- Born: December 2, 1912 Lviv, Russian Empire (now Ukraine)
- Died: July 7, 1985 (aged 72)
- Occupation: Bandurist

= Volodymyr Yurkevych =

Volodymyr Ivanovych Yurkevych (Note: Володимир Іванович Юркевич) (December 2, 1912 in Lviv - July 7, 1985) was a Ukrainian-American bandurist.

He met up with Yuri Singalevych and began to take lessons from him. Together with Zinoviy Shtokalko they organized a bandura trio. Later they were joined by Stepan Hanushevsky and Semen Lastovych.
His original bandura was made for him by S. Lastovych based on an instrument made by Kost Misevych.

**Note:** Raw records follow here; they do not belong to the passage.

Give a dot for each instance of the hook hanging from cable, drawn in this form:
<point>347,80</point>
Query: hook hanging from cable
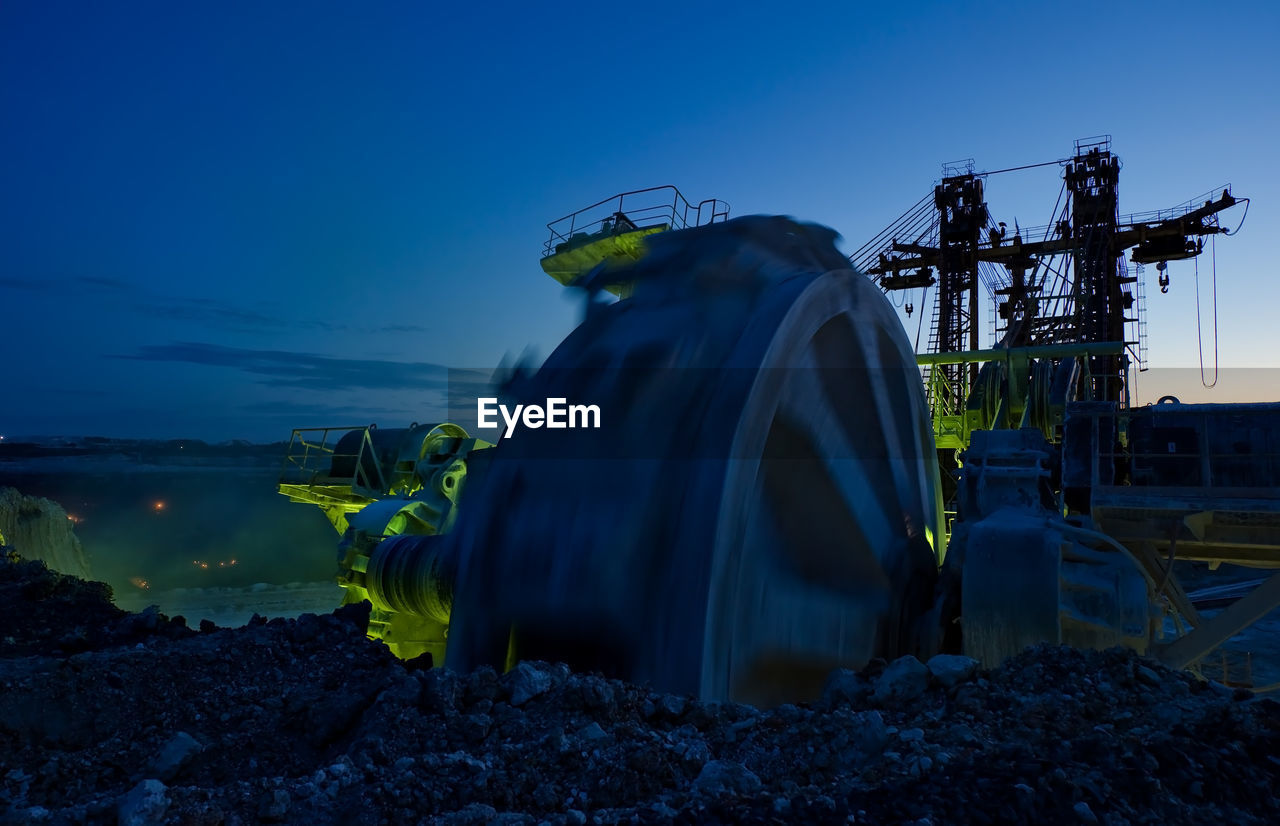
<point>1200,340</point>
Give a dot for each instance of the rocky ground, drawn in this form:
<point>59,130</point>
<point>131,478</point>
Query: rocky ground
<point>112,717</point>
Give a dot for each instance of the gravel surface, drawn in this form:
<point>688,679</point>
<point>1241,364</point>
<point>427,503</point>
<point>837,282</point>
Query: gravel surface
<point>110,717</point>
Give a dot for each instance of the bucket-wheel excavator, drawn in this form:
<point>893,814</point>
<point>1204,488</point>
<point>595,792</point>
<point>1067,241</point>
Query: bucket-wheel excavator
<point>773,491</point>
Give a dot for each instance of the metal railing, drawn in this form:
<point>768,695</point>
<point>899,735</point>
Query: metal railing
<point>314,459</point>
<point>640,209</point>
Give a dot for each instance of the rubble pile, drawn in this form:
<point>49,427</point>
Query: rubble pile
<point>306,721</point>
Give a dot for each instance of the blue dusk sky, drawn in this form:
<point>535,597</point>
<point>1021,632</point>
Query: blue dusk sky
<point>227,219</point>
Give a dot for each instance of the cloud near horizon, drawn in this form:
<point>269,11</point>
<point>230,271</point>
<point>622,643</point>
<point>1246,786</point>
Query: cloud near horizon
<point>282,368</point>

During the war he enlisted into the 1st Ukrainian Division and fought at Brody. Later he joined the Ukrainian Insurgent Army.
In Germany he performed in a trio with Volodymyr Maliutsa and Zinoviy Shtokalko. Later he joined an ensemble with D. Kravchenko and Hryhory Bazhul.

In 1950 he emigrated the United States.
He performed in an ensemble directed by S. Hanushevsky which recorded an album of UPA songs in 1952.
In 1972 he organized a Bandurist Capella made up of members of the First Ukrainian Division who lived in NY.
He also performed in a quartet with Roman Levytsky.
He moved to New York City, where he became director of the New York School of Bandura.
He played on a bandura made by Vasyl' Hlad from Gloucester.

He died July 7, 1985.

==Students==
Andrij Horniatkevych, A. Stusyk, V. Kovar, M. Stocko

==Sources==
- U pamiati bandurysta Volodymyra Yurkevycha - Bandura 53-54, 1995.